If we are enthusiastic about the new approach, we need to demonstrate that it can be progressed efficaciously. On monetary union we must adopt a rigorous approach to reduce inflation, to improve the elimination of budget deficits and to converge the economies of the Community. However, the latter will become extremely difficult, and I doubt whether it will be possible to achieve it in the time scale suggested in the treaty.

We must take the initiative on cross-border policing, on co-operation between police forces, on hot pursuit and on the competence of courts. There must not be a haven for terrorists or criminals simply by crossing Community borders. On defence, we must act to promote the Western European Union as the European arm of NATO. On foreign affairs we must be much more active in securing joint action when we need to act in crises. Our initial behaviour in the Gulf crisis was poor.
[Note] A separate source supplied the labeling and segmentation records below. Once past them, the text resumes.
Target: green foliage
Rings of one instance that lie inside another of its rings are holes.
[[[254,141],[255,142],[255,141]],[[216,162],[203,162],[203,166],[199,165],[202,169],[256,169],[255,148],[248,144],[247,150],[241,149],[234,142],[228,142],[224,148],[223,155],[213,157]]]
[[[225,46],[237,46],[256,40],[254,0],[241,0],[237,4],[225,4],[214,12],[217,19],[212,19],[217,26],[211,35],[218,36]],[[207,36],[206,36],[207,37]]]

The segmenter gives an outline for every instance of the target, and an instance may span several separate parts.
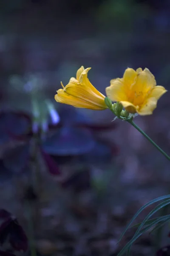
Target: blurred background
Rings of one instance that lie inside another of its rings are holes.
[[[82,65],[104,94],[128,67],[169,90],[170,12],[169,0],[0,2],[0,255],[116,255],[137,210],[169,193],[169,163],[133,127],[54,96]],[[170,108],[167,93],[135,118],[169,154]],[[143,235],[131,255],[155,255],[153,240]]]

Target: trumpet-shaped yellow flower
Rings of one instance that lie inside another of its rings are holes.
[[[63,89],[57,91],[57,94],[55,95],[56,101],[76,108],[95,110],[107,108],[105,96],[92,85],[88,78],[91,68],[85,69],[82,66],[77,71],[76,79],[71,77],[65,87],[61,82]]]
[[[107,96],[119,101],[131,113],[145,116],[152,114],[158,100],[167,91],[163,86],[156,86],[154,76],[147,68],[136,71],[127,68],[122,78],[110,81],[106,88]]]

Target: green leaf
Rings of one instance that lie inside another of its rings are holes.
[[[138,227],[137,230],[136,234],[137,234],[141,229],[144,225],[144,223],[146,222],[147,221],[151,216],[152,215],[154,214],[156,212],[160,210],[162,207],[169,204],[170,204],[170,200],[169,199],[168,200],[166,200],[162,203],[161,203],[158,205],[157,205],[156,207],[155,207],[152,211],[150,212],[147,215],[147,216],[145,218],[143,221],[142,222],[141,224],[140,225],[139,227]]]
[[[156,221],[158,218],[159,218],[159,217],[157,217],[156,218],[153,218],[150,220],[148,220],[147,221],[145,222],[145,225],[149,225],[149,224],[151,224],[152,222],[154,221]],[[131,227],[138,227],[141,224],[142,222],[139,222],[139,223],[137,223],[137,224],[135,224],[135,225],[133,225]]]
[[[154,221],[153,221],[152,223],[150,224],[149,225],[147,225],[147,227],[143,228],[141,230],[140,230],[140,231],[138,232],[135,235],[132,239],[129,241],[129,242],[126,244],[125,246],[124,246],[124,247],[121,250],[119,253],[118,253],[117,256],[121,256],[121,255],[122,255],[129,247],[130,247],[133,242],[137,239],[138,239],[138,238],[139,238],[139,236],[141,236],[141,235],[142,235],[145,231],[147,231],[147,230],[149,230],[151,227],[153,227],[153,225],[157,224],[159,222],[159,220],[156,220]]]
[[[136,213],[136,214],[135,214],[135,215],[133,216],[133,217],[131,220],[129,222],[129,224],[127,226],[125,230],[123,232],[122,235],[121,235],[120,239],[119,239],[118,243],[119,243],[122,240],[122,238],[123,237],[123,236],[124,236],[124,235],[125,235],[125,233],[126,232],[126,231],[127,231],[128,229],[129,228],[129,227],[132,224],[132,222],[135,220],[135,219],[138,216],[138,215],[139,215],[139,214],[143,211],[143,210],[144,210],[144,209],[147,208],[148,206],[149,206],[150,205],[154,204],[154,203],[156,203],[156,202],[158,202],[159,201],[161,201],[161,200],[163,200],[164,199],[165,199],[170,198],[170,195],[164,195],[162,196],[160,196],[159,198],[155,198],[153,200],[151,200],[151,201],[150,201],[150,202],[149,202],[148,203],[147,203],[144,205],[142,206],[138,211],[138,212],[137,212]]]
[[[165,200],[165,201],[164,201],[164,202],[162,202],[162,203],[161,203],[160,204],[159,204],[158,205],[156,206],[156,207],[155,207],[153,210],[152,210],[152,211],[151,211],[150,212],[145,218],[144,220],[143,221],[142,221],[142,222],[141,223],[139,227],[138,227],[138,228],[137,230],[136,231],[136,232],[135,232],[135,233],[134,236],[135,236],[136,234],[137,234],[139,232],[139,231],[141,230],[142,227],[145,224],[146,221],[147,221],[147,220],[150,218],[150,217],[151,217],[152,215],[154,214],[154,213],[156,212],[159,211],[160,209],[161,209],[162,207],[164,207],[164,206],[166,206],[166,205],[169,204],[170,204],[170,199],[169,199],[168,200]],[[157,220],[157,221],[159,222],[159,219]],[[129,248],[128,252],[127,252],[127,255],[128,256],[129,256],[130,250],[130,247]]]
[[[150,232],[149,234],[151,234],[153,233],[154,231],[156,231],[158,229],[159,229],[160,227],[161,227],[162,226],[164,226],[167,222],[168,222],[168,221],[170,221],[170,215],[169,217],[166,216],[164,216],[164,219],[163,220],[164,221],[161,221],[161,223],[159,223]],[[166,217],[166,218],[165,218]]]

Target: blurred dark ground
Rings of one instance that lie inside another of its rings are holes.
[[[133,128],[54,96],[82,65],[103,93],[128,67],[169,90],[170,12],[169,0],[0,2],[0,208],[34,234],[37,255],[116,255],[134,214],[169,193],[169,163]],[[170,154],[169,99],[135,121]],[[132,255],[153,255],[153,238]]]

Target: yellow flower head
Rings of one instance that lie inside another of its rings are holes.
[[[107,96],[119,101],[131,113],[145,116],[152,114],[158,100],[167,91],[163,86],[156,86],[154,76],[147,68],[136,71],[127,68],[122,78],[111,80],[106,88]]]
[[[71,105],[76,108],[82,108],[95,110],[107,108],[103,94],[96,89],[88,78],[91,69],[85,69],[82,66],[78,70],[76,79],[71,77],[68,84],[63,89],[57,91],[55,99],[58,102]]]

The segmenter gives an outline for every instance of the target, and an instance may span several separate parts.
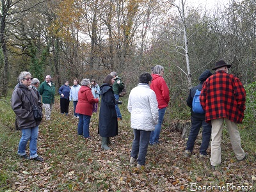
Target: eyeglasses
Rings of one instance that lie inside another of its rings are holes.
[[[32,77],[28,77],[28,78],[23,78],[23,79],[24,80],[27,80],[28,81],[29,80],[31,81],[33,79],[33,78]]]

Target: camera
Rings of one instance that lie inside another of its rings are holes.
[[[115,104],[120,105],[122,104],[122,101],[121,100],[115,100]]]

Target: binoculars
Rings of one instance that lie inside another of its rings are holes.
[[[122,104],[122,101],[121,100],[115,100],[115,104],[120,105]]]

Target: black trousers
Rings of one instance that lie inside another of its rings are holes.
[[[69,108],[69,98],[60,99],[60,113],[68,113],[68,108]]]

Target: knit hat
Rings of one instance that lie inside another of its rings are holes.
[[[200,81],[205,81],[209,77],[212,76],[212,74],[208,69],[205,70],[204,72],[202,73],[200,76],[198,80]]]
[[[226,62],[225,62],[223,60],[220,60],[220,61],[215,63],[215,67],[212,68],[212,70],[215,70],[217,68],[219,68],[224,67],[224,66],[227,66],[228,67],[228,68],[231,67],[231,65],[227,64]]]

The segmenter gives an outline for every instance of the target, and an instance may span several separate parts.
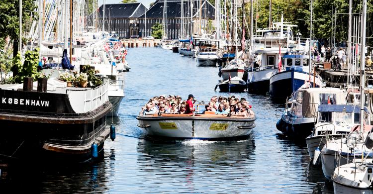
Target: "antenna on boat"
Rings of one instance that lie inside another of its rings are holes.
[[[308,75],[309,79],[309,76],[311,76],[311,66],[312,65],[312,53],[311,53],[311,47],[313,46],[312,45],[312,12],[313,11],[313,0],[311,0],[311,18],[310,19],[310,25],[309,25],[309,51],[308,51],[308,53],[309,54],[309,59],[308,62]],[[313,73],[314,74],[315,72]]]
[[[365,39],[367,26],[367,0],[363,0],[363,14],[362,15],[362,49],[360,50],[360,131],[364,131],[364,87],[365,86]],[[362,155],[363,156],[363,155]]]

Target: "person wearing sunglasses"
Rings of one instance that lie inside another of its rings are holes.
[[[176,107],[176,104],[173,102],[171,103],[171,108],[170,108],[170,112],[172,113],[178,113],[179,109]]]

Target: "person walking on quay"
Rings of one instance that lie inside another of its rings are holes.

In Yugoslavia, we have been tardy in responding to an enormous crisis. We have been slow in condemning Slobodan Milosevic for the appalling policies that he has pursued in Serbia and the aggression that he has pursued in the other states of the former Yugoslavia. As I am speaking, Sarajevo is under siege. It is defenceless and is being shelled by guns from the former Yugoslav army. We are doing nothing about it. When we are asked for assistance by the democratically elected president of Bosnia, we should provide it. If he needs arms to defend himself, he should get them.

We must ensure that the advances and the new approach being made in the treaty will be enshrined for the future. Only by having the flexibility that is inherent in the Maastricht treaty will we be able to accommodate the expansion of the Community that so many of us wish to see. If we are to take in different states with different traditions and problems, we cannot afford to be hidebound as we have been in the past. The new approach offers great encouragement to those states. Indeed, I believe that it is the reason why some states, such as Switzerland, that have held back in the past now feel able to put themselves forward as members. They see that there is now a flexibility that was not there before. It is entirely appropriate that that flexibility should exist when so many of the emerging democracies in eastern Europe urgently require our assistance.